Dr. Mohammed Amir Khan, Professor and Director of the Engineer Physics Program, and Dr.
Yuri Markushin, Associate Professor, are the Principal Investigator and Co-PI, respectively, of
the DSU project.
The two researchers will design and develop infrared sensing and laser technology for
installation on the Lunar Land Rover that will enable the detection and correlation of water
isotopes with the characteristics of the elemental composition of lunar rocks and dust.
“We are collaborating with the Goddard Space Center on this project,” Dr. Khan said. “NASA
wants to use the Moon to see how humans can live outside of the earth’s environment. The
detection of water isotopes is an important factor in that question.”

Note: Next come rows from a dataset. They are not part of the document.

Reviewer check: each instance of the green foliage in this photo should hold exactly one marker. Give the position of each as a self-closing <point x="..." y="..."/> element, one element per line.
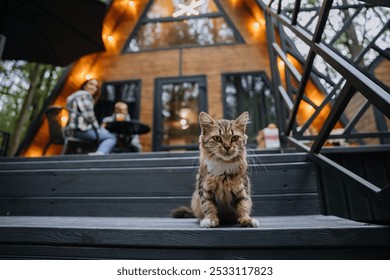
<point x="20" y="103"/>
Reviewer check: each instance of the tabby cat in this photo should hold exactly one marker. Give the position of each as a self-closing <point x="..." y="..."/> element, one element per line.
<point x="222" y="193"/>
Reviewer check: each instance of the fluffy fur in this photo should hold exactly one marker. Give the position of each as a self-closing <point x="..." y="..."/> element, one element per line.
<point x="222" y="193"/>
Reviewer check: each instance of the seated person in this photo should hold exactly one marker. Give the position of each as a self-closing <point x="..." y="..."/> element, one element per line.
<point x="121" y="114"/>
<point x="82" y="121"/>
<point x="268" y="137"/>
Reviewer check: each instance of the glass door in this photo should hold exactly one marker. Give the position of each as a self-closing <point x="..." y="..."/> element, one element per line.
<point x="178" y="102"/>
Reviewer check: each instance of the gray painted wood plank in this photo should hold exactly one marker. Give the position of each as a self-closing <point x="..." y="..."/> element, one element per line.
<point x="265" y="205"/>
<point x="275" y="232"/>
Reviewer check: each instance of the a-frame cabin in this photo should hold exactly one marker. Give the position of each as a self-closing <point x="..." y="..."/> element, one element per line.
<point x="325" y="193"/>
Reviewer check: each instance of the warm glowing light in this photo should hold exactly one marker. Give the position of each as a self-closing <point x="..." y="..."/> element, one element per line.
<point x="189" y="10"/>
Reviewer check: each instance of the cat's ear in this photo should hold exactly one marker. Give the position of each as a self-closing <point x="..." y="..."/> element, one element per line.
<point x="205" y="121"/>
<point x="243" y="120"/>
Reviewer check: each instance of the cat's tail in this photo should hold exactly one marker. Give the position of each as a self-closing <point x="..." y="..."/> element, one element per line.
<point x="182" y="212"/>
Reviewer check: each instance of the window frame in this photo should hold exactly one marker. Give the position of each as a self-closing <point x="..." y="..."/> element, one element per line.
<point x="158" y="120"/>
<point x="144" y="20"/>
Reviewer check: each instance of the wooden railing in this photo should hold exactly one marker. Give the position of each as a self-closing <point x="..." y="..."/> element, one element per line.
<point x="293" y="26"/>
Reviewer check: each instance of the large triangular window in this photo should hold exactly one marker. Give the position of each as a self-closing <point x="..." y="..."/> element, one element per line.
<point x="182" y="23"/>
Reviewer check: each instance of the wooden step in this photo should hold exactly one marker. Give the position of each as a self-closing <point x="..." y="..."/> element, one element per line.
<point x="286" y="237"/>
<point x="146" y="160"/>
<point x="281" y="186"/>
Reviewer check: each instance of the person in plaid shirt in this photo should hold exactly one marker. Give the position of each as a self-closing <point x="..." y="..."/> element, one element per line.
<point x="82" y="122"/>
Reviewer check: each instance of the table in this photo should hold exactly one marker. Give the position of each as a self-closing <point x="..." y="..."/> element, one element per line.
<point x="126" y="130"/>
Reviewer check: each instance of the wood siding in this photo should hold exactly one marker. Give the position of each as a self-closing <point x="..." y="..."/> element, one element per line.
<point x="112" y="65"/>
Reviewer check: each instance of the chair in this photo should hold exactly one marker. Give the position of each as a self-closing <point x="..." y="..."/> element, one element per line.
<point x="54" y="114"/>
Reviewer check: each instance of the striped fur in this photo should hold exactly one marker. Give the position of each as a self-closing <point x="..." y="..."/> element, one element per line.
<point x="222" y="193"/>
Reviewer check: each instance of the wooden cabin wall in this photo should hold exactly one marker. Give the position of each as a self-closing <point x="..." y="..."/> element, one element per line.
<point x="147" y="66"/>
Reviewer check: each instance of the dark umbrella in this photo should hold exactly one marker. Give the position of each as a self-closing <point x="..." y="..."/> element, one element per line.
<point x="51" y="31"/>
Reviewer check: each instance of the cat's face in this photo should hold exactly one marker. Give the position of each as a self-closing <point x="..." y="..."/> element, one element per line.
<point x="223" y="139"/>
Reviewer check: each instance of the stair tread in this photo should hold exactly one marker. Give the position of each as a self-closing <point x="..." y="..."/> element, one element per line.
<point x="130" y="161"/>
<point x="276" y="231"/>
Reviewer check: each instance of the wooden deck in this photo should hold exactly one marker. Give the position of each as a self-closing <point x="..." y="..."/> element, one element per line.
<point x="279" y="237"/>
<point x="117" y="207"/>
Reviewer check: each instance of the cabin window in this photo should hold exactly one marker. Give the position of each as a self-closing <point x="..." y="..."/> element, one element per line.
<point x="160" y="29"/>
<point x="112" y="92"/>
<point x="178" y="102"/>
<point x="249" y="92"/>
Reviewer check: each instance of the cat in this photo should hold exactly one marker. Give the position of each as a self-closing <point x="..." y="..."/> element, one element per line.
<point x="222" y="192"/>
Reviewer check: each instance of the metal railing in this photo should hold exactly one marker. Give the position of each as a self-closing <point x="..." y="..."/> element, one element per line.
<point x="4" y="143"/>
<point x="341" y="73"/>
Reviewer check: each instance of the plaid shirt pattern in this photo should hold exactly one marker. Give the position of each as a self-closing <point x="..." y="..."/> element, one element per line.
<point x="81" y="113"/>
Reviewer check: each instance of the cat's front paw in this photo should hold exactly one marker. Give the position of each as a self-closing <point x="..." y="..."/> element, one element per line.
<point x="209" y="223"/>
<point x="248" y="222"/>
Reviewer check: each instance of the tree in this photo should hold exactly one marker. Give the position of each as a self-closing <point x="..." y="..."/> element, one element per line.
<point x="23" y="89"/>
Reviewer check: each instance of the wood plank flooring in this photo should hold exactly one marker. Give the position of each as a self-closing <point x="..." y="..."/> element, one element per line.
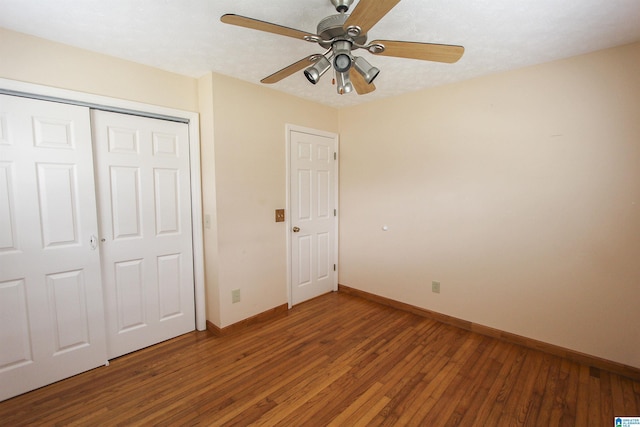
<point x="337" y="360"/>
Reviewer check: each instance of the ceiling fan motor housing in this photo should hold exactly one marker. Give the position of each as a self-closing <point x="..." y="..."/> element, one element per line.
<point x="331" y="29"/>
<point x="342" y="5"/>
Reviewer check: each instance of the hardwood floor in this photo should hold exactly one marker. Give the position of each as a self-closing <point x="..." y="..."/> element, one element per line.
<point x="337" y="360"/>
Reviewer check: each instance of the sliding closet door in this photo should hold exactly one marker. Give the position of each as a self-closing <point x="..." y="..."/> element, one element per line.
<point x="145" y="222"/>
<point x="51" y="305"/>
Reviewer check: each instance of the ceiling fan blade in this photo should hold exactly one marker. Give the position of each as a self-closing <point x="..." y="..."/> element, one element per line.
<point x="368" y="12"/>
<point x="255" y="24"/>
<point x="425" y="51"/>
<point x="359" y="83"/>
<point x="293" y="68"/>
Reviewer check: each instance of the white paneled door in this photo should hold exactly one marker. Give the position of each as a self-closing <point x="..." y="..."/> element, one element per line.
<point x="145" y="229"/>
<point x="313" y="220"/>
<point x="51" y="304"/>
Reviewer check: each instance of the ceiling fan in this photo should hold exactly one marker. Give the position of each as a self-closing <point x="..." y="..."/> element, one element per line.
<point x="342" y="34"/>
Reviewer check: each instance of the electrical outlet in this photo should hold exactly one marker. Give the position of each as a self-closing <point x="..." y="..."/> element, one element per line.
<point x="435" y="287"/>
<point x="235" y="296"/>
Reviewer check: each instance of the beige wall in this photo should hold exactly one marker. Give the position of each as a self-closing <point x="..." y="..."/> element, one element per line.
<point x="249" y="125"/>
<point x="35" y="60"/>
<point x="519" y="192"/>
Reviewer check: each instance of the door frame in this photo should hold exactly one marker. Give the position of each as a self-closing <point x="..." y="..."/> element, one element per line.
<point x="193" y="121"/>
<point x="295" y="128"/>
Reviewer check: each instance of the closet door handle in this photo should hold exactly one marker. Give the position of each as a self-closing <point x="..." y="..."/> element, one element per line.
<point x="93" y="241"/>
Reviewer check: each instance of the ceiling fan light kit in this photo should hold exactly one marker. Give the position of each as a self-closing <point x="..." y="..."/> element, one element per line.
<point x="340" y="35"/>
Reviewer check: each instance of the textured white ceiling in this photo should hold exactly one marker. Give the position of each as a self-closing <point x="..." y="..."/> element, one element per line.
<point x="187" y="37"/>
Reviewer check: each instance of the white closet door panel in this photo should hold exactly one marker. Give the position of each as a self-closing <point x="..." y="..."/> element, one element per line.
<point x="145" y="204"/>
<point x="50" y="283"/>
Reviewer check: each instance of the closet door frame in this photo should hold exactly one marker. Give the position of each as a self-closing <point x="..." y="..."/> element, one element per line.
<point x="192" y="119"/>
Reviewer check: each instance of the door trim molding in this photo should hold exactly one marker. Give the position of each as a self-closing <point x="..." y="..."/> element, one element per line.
<point x="193" y="121"/>
<point x="295" y="128"/>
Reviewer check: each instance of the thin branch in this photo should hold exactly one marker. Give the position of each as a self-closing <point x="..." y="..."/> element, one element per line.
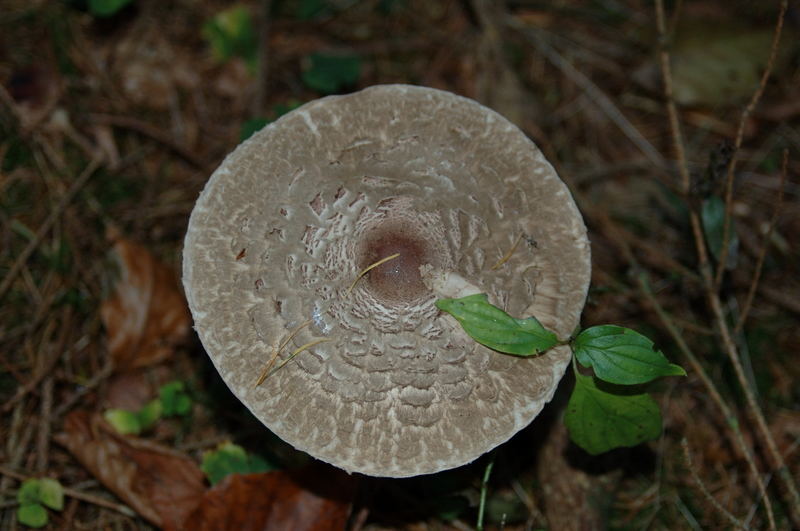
<point x="484" y="489"/>
<point x="762" y="253"/>
<point x="726" y="228"/>
<point x="730" y="418"/>
<point x="48" y="224"/>
<point x="677" y="139"/>
<point x="711" y="287"/>
<point x="700" y="485"/>
<point x="146" y="129"/>
<point x="596" y="95"/>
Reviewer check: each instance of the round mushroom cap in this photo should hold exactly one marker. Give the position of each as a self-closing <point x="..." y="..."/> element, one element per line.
<point x="289" y="219"/>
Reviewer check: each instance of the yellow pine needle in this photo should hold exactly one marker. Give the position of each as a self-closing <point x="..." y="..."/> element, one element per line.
<point x="296" y="352"/>
<point x="277" y="351"/>
<point x="508" y="254"/>
<point x="369" y="268"/>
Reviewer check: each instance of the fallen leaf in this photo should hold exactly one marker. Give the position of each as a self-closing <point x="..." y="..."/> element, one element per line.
<point x="162" y="485"/>
<point x="316" y="498"/>
<point x="147" y="317"/>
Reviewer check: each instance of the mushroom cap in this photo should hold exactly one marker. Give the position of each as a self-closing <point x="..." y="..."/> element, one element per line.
<point x="289" y="219"/>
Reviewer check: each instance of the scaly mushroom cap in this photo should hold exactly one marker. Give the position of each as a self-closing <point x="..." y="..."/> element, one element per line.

Dr. Khan added that DSU science students will be engaged in the different parts of the project,
including assisting in the design of the opto-mechanics and electronics of the experiments with
the laser prototype.
The grant to DSU is part of $14 million that NASA is investing inU.S. colleges and universities
to grow their STEM capacity to participate in critical spaceflight research and prepare a new
generation of diverse students for careers in the nation’s science, technology, engineering, and
math workforce.
It is not DSU’s first ride in the space rodeo.
For several years, Dr. Noureddine Melikechi, a former DSU Professor of Physics, and Alissa
Mezzacappa, then a second-year optics Ph.D. student (now Dr., Class of 2015) played a critical
role in the development of the ChemCam technology used on NASA’s Curiosity Rover landed
on Mars in 2012 and explored that planet’s surface.